Georgia Tech and Southern Co. have been looking into a possible wind project, but increasing costs for the turbines along with a stalled regulatory process make it an unlikely prospect for the near future, said William Bulpitt, senior research engineer with Georgia Tech’s Strategic Energy Initiative.
“The main stumbling block is economics,” he said. “The price of steel and copper have gone up dramatically.”
Also driving up the cost of offshore wind projects is demand for the giant wind turbines, which can stand taller than the length of a football field. Only three companies worldwide make them and orders are backed up to 2008, said Bulpitt.
Georgia Tech announced the possibility of an offshore wind project last year after research indicated the wind off Georgia’s coast is better than previously believed. Within 30 miles of the shoreline are winds rated 4 and 5 on the seven-point wind classification scale.
Initial plans called for three to five turbines, which would produce enough energy to power about 2,500 homes.
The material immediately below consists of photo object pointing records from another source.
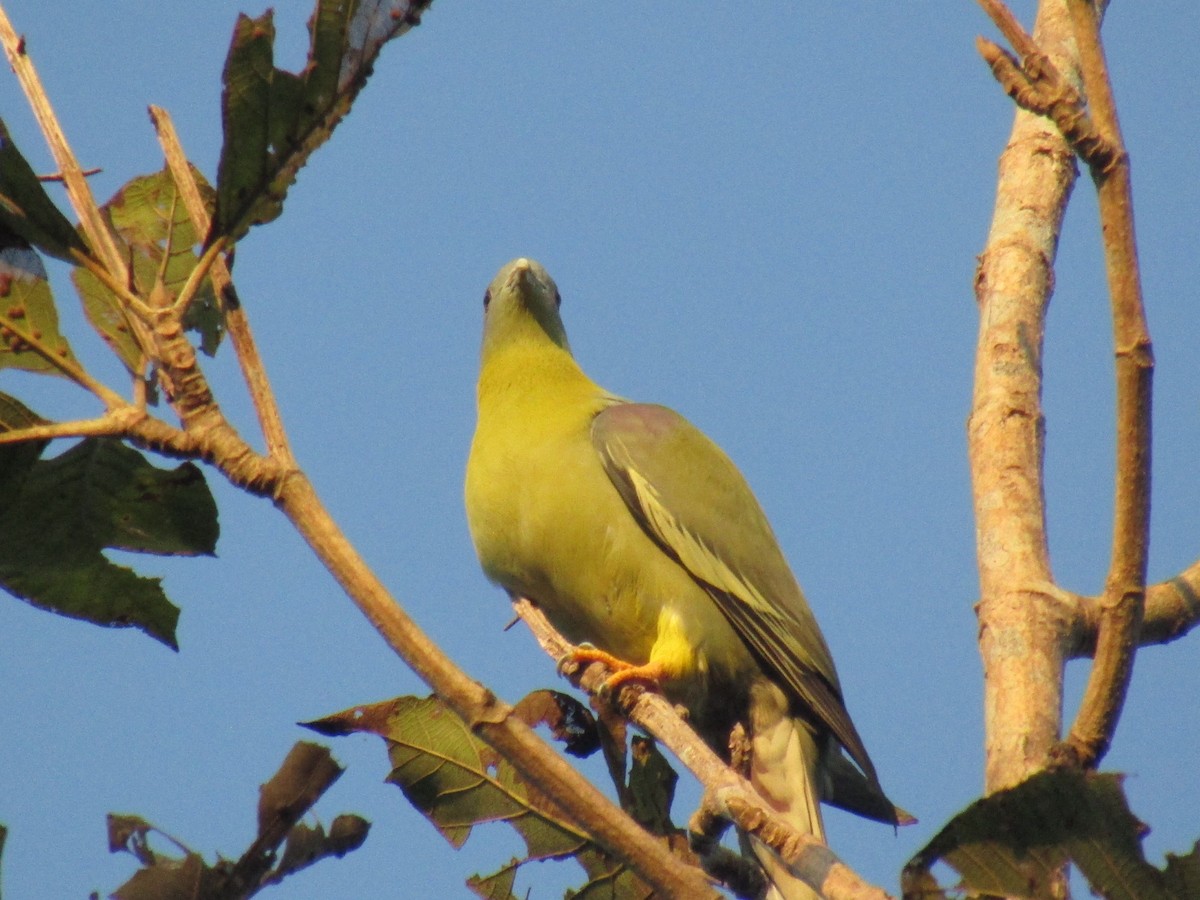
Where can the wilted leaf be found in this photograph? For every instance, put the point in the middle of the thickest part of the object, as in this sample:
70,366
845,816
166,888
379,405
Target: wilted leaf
651,787
1013,843
27,210
565,717
274,120
609,880
497,886
28,317
155,233
305,774
310,844
101,493
459,783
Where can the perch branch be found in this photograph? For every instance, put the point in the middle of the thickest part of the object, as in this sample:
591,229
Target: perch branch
1024,625
99,237
726,793
1123,600
1173,610
208,436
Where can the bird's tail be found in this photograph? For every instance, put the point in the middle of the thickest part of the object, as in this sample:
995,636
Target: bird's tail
786,769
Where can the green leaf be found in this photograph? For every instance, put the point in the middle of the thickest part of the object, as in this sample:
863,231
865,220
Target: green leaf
1013,843
304,777
274,119
16,460
101,493
651,787
27,210
28,317
154,232
459,783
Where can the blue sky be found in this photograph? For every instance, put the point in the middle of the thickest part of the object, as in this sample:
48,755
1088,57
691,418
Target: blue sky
762,215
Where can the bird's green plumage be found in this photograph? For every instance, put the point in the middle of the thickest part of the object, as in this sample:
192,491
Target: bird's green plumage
635,533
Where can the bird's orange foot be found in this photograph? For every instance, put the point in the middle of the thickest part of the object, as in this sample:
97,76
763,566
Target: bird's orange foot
648,676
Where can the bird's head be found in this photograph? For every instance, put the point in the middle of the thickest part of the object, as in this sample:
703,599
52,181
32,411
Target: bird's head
521,304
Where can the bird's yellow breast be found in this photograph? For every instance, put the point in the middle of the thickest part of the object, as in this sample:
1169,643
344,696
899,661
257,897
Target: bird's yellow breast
547,523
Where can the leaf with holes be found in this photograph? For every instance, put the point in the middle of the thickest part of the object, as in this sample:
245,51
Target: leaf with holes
274,120
59,517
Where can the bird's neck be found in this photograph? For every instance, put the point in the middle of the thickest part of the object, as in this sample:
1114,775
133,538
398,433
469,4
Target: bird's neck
532,372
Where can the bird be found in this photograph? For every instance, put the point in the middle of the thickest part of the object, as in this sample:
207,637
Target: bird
640,539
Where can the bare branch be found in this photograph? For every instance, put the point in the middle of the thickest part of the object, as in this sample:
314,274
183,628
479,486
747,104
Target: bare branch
99,237
1123,600
1173,610
1023,623
726,793
114,424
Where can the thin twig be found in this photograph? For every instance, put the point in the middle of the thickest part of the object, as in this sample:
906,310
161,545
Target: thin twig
112,425
1123,601
237,324
725,791
78,191
57,177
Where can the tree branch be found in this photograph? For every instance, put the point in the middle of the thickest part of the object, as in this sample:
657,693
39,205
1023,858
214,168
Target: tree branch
270,420
487,715
1173,610
1037,84
1123,600
726,793
1023,623
99,237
There were even hopes the Tech project could be the first offshore wind facility in the United States.
Last year, Tech entered into an agreement with Southern Co. to complete a feasibility study, which will be finished by the end of the year.
“We learned that there are a lot of hurdles,” said Liz Philpot, principal research engineer at Southern Co.
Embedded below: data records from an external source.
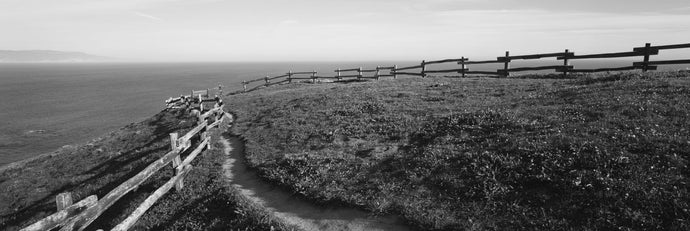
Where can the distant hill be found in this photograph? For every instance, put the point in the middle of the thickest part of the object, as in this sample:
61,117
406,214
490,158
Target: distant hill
37,56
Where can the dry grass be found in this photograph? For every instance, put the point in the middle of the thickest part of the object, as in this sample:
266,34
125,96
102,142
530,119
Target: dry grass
602,152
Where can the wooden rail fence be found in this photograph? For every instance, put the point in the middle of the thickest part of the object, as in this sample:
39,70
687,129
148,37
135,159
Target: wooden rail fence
78,216
464,66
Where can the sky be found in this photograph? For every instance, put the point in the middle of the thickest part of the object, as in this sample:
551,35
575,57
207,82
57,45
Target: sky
342,30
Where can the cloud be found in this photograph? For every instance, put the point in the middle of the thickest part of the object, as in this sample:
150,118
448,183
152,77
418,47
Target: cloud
148,16
289,22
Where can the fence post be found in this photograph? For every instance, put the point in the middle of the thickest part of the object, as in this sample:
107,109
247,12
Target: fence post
395,73
565,64
462,65
337,74
506,64
173,141
313,76
645,65
63,200
176,162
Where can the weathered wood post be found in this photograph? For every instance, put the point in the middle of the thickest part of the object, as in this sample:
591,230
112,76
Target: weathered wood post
176,161
506,64
395,74
647,49
313,76
63,200
566,62
462,65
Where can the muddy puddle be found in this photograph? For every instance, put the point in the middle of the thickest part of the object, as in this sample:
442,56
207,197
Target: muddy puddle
296,210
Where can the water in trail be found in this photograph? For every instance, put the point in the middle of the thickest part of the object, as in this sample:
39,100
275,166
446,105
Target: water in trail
295,210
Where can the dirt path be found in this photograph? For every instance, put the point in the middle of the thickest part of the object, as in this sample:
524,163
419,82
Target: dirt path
295,210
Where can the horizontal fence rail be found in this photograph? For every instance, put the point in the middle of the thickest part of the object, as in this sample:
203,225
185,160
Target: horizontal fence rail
466,66
80,215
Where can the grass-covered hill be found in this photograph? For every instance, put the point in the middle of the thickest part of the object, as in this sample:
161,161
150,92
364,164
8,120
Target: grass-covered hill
604,152
207,202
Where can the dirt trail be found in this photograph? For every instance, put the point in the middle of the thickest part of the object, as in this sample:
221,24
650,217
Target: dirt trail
295,210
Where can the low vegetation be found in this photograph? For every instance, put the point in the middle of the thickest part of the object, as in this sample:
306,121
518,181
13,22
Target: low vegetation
207,202
598,152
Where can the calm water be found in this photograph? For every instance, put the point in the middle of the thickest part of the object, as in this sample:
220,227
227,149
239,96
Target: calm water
46,106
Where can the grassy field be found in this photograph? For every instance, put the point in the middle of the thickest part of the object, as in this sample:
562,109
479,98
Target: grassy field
602,152
27,192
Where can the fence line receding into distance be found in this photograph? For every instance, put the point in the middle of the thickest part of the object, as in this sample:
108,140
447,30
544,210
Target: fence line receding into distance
464,66
78,216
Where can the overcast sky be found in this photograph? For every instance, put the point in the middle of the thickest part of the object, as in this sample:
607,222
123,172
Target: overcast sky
329,30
Among those obstacles are the likelihood of hurricanes, the frequency of lightning and conditions favorable for corrosion of the turbines.
And then there’s regulation.
The Minerals Management Service of the federal Department of the Interior has been tasked with regulating offshore wind, but isn’t allowing the evaluation of new projects until it finishes its rulemaking process at the end of next year.
“They have brought the industry to a two-year moratorium,” Bulpitt said.
Despite the concerns about Tech’s offshore project, researchers from the National Renewable Energy Lab were optimistic about Georgia’s wind energy prospects at a meeting Wednesday sponsored by the Georgia Wind Working Group at Skidaway Institute of Oceanography.
They noted that President Bush’s Advanced Energy Initiative calls for wind to provide 20 percent of the nation’s energy by 2030. It currently provides less than 1 percent.
Georgia, with viable wind resources in the north as well as offshore, could help the country reach that goal, according to Walt Musial, leader of offshore wind energy activities at the National Renewable Energy Laboratory. “Georgia has a role to play, should it choose to play,” Musial said.
Policy shifts may be needed to boost wind, according to Larry Flowers, team leader for the NREL’s Wind Technology Center.
“Don’t expect utilities to lead in these matters,” he said. “They’re not paid to lead. They’re paid to make profits for their shareholders. Their responsibility is not to try new stuff and hope it works.”